Yeah toyo proxes t1r 235/35/19 all around


----------



## eltook (Sep 4, 2014)

Nice wheels!! I'm looking too on 19x9.5 but this spec is really agressive. I was thinking going with ET45 and 245/35 tires. Which offset you choose for your M580? Let me know what clearance you have when they will be installed! Btw, nice color choice! I'll follow your tread for sure.


----------



## JGreen76 (Aug 25, 2012)

That will look great. I was wanting the bronze for mine too.


----------



## momo77 (Apr 24, 2014)

My offset is +40 
I wanted something aggressive cause I wanted to stand out from the rest. 








These are 19x9.5 all around but the tires are funny since they are 225/40 and since the car is on springs the stance looks off in my opinion


----------



## momo77 (Apr 24, 2014)

Here is a pic of my actual rim 









And here is a a3 on H&R coils with 9.5 in the rear with 235/35/19's 
Looks so nice 
The front is 8.5 though


----------



## JGreen76 (Aug 25, 2012)

elt ook said:


> Nice wheels!! I'm looking too on 19x9.5 but this spec is really agressive. I was thinking going with ET45 and 245/35 tires. Which offset you choose for your M580? Let me know what clearance you have when they will be installed! Btw, nice color choice!
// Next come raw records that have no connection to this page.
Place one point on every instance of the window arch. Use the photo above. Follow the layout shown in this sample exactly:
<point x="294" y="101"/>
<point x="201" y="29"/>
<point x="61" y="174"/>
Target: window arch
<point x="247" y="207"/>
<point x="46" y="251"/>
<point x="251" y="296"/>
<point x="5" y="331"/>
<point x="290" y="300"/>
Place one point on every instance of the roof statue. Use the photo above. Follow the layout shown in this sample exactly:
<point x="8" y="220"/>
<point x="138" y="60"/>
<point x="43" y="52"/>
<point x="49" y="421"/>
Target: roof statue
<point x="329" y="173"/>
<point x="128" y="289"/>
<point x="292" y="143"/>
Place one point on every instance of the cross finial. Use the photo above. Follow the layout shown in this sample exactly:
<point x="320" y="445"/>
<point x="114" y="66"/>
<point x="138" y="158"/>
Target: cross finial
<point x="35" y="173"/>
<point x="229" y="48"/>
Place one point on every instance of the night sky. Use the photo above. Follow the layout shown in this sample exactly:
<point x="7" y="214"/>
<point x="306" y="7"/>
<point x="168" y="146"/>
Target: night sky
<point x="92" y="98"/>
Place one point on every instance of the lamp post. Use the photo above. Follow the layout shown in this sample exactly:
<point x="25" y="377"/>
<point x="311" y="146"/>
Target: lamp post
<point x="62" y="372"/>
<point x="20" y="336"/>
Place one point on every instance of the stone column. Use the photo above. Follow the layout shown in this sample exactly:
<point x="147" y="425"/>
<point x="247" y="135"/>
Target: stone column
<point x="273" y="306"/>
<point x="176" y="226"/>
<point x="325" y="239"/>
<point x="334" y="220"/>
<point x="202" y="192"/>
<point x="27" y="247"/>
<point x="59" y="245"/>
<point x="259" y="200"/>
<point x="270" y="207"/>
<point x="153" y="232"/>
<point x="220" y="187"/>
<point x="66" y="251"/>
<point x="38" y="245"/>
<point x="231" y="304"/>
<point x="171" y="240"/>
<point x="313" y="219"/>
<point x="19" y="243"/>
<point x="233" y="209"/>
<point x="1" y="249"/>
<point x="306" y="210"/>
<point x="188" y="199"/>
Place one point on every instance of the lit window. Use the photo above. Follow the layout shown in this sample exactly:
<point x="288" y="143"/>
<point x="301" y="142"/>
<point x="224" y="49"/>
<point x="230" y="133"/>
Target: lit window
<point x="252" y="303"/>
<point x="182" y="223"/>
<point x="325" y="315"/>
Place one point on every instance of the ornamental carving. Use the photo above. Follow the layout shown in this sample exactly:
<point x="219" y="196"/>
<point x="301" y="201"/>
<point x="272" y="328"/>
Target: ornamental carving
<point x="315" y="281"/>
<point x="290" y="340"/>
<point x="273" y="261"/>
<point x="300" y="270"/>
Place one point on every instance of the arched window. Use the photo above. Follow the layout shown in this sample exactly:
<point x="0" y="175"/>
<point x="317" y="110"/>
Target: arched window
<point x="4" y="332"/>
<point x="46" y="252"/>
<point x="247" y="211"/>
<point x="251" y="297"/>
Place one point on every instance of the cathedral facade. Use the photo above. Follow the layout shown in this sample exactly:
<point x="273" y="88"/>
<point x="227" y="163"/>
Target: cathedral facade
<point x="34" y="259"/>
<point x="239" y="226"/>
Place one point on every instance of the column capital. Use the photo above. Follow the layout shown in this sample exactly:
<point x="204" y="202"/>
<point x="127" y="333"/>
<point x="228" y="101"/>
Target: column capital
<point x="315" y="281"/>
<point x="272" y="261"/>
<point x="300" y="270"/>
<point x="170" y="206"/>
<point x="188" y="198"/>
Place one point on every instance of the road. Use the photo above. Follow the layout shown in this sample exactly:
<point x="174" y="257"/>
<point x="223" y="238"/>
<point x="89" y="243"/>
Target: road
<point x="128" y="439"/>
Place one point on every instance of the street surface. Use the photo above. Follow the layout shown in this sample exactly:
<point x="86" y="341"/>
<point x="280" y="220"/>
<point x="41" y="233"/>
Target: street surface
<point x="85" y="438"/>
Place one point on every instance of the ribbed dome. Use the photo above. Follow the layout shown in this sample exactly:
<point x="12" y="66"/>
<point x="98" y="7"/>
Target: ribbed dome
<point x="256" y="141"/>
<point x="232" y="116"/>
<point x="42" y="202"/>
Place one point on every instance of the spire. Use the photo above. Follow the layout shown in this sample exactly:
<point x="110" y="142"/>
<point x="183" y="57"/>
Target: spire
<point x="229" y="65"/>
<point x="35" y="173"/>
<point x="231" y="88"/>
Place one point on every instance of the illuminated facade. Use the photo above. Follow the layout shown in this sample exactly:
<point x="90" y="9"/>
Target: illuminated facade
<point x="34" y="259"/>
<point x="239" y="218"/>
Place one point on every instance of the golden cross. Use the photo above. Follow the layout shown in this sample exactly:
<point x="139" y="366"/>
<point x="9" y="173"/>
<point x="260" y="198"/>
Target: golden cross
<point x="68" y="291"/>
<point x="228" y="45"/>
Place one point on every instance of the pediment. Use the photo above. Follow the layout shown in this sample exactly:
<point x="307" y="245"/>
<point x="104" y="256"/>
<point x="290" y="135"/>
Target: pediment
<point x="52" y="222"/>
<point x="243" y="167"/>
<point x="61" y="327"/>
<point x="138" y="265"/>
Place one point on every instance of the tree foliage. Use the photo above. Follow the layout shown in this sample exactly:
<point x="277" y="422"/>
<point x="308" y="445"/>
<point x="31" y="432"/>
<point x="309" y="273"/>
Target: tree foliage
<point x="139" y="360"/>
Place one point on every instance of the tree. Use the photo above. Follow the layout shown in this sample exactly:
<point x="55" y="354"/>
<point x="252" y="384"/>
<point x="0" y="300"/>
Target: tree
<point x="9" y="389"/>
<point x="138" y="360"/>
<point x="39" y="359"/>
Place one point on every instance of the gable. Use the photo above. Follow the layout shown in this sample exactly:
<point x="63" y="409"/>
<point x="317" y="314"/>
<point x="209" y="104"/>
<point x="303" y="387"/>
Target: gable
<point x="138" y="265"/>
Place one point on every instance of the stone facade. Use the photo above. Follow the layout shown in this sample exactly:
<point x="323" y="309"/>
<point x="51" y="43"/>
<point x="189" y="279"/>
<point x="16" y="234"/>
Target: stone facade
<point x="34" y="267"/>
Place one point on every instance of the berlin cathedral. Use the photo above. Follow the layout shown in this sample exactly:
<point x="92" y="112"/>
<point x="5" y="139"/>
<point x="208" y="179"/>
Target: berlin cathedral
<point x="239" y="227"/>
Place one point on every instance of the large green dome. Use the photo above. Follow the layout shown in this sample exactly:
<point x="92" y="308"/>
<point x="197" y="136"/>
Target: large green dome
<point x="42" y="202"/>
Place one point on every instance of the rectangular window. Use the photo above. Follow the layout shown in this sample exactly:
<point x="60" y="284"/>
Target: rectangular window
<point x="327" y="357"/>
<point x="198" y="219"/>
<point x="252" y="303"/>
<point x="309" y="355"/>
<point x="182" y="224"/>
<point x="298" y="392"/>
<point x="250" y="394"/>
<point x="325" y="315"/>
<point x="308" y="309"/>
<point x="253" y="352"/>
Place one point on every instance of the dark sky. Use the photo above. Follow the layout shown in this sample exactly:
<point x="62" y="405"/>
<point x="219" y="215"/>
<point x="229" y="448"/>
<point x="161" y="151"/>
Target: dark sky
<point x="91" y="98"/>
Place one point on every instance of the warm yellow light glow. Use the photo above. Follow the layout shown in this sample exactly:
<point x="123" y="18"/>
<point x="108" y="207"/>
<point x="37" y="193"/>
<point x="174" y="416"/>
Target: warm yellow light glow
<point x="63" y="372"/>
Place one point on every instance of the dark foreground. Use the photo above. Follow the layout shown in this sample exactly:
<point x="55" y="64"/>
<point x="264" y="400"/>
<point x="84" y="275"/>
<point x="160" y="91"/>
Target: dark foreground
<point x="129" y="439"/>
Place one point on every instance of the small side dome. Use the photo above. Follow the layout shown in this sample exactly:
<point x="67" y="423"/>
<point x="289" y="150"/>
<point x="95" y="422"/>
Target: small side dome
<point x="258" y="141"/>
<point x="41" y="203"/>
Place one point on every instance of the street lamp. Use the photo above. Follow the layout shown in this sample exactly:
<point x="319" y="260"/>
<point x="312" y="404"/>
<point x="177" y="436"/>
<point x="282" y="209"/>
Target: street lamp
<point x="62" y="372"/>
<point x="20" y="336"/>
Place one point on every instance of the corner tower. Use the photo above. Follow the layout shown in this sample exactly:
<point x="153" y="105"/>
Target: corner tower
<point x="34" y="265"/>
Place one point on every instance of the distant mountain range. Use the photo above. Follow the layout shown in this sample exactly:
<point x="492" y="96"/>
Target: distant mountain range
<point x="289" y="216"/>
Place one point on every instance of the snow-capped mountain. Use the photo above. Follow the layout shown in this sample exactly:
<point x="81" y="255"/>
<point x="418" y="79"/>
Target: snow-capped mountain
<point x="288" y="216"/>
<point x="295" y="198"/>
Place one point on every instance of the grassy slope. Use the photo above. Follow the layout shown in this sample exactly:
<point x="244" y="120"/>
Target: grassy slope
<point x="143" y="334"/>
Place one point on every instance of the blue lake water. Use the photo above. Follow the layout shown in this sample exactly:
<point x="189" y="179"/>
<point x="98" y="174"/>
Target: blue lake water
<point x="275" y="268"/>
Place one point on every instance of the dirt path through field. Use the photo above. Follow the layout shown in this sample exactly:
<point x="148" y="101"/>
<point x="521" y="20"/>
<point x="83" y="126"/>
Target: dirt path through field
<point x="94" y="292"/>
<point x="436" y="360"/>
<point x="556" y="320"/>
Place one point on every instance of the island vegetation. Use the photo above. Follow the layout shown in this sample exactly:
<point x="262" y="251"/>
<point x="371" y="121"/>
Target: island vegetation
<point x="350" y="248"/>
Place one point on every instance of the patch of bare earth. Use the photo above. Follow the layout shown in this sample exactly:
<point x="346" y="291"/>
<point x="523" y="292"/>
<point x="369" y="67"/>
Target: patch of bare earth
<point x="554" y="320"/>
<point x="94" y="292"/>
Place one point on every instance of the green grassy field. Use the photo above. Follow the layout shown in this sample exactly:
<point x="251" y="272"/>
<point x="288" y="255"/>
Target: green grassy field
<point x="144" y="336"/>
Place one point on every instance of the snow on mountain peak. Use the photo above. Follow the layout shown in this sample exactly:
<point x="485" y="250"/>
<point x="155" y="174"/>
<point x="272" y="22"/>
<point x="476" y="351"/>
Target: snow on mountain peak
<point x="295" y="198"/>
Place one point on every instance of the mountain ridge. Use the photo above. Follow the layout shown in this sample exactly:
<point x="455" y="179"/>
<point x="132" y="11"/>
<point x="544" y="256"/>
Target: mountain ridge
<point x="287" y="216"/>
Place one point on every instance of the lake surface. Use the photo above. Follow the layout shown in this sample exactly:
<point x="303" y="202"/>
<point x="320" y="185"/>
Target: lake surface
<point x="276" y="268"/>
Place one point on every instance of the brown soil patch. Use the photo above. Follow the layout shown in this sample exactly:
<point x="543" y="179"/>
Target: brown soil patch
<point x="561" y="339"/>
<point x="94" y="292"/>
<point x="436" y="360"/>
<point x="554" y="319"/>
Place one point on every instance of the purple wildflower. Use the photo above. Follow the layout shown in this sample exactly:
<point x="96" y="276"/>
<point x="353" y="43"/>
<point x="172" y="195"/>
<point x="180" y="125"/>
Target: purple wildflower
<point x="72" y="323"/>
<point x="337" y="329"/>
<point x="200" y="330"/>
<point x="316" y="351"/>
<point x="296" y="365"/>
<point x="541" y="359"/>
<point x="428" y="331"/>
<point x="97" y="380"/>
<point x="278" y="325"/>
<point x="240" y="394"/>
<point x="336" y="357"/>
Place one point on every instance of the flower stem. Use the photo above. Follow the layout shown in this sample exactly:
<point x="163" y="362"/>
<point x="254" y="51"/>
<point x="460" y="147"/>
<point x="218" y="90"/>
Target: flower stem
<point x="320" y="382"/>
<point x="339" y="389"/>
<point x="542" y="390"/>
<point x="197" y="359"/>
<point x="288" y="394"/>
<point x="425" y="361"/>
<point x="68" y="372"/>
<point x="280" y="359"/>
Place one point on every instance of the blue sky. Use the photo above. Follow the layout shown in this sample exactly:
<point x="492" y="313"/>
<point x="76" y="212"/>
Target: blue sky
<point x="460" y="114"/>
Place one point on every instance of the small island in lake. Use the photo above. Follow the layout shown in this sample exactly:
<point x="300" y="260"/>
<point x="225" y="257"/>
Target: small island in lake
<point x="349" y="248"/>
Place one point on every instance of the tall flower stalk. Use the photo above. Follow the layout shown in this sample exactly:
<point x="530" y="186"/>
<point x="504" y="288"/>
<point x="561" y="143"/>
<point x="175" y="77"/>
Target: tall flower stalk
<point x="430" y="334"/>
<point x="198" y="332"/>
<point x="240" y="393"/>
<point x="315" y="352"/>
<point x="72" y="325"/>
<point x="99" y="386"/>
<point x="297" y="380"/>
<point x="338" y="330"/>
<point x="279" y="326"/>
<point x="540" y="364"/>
I'll follow your tread for sure.



I'm running 19x9 et 45, 255/35/19. To my surprise , I have plenty of clearance on stock S suspension.

I plan on going to 235/35 when I get my suspension.


----------



## jrwamp (Mar 25, 2011)

Nice choice, these wheels are one of the ones I've been looking at as well.


Sent from my iPhone using Tapatalk


----------



## eltook (Sep 4, 2014)

JGreen76 said:


> I'm running 19x9 et 45, 255/35/19. To my surprise , I have plenty of clearance on stock S suspension.
> 
> I plan on going to 235/35 when I get my suspension.


Happy to hear that!! 
Then I should be fine with my 19x9.5 ET45 with 245/35
Thx for sharing!


----------



## 4ringGokart (Aug 24, 2014)

i can't wait to see your set up, i ordered a white S3 and i been mulling over which rims to get, and those AG wheels were ones that i checked out, along VMR 810s, OZracing, hope you get your car soon!


----------



## frackz (Aug 28, 2014)

interested to see how the fit is  if you get any rubbing etc.


----------



## ProjectA3 (Aug 12, 2005)

19x9 ET42 235/35/19 no rubbing at all and im quite a bit lower than stock perfet fitment for my tastes (for now)


----------



## momo77 (Apr 24, 2014)

ProjectA3 said:


> 19x9 ET42 235/35/19 no rubbing at all and im quite a bit lower than stock perfet fitment for my tastes (for now)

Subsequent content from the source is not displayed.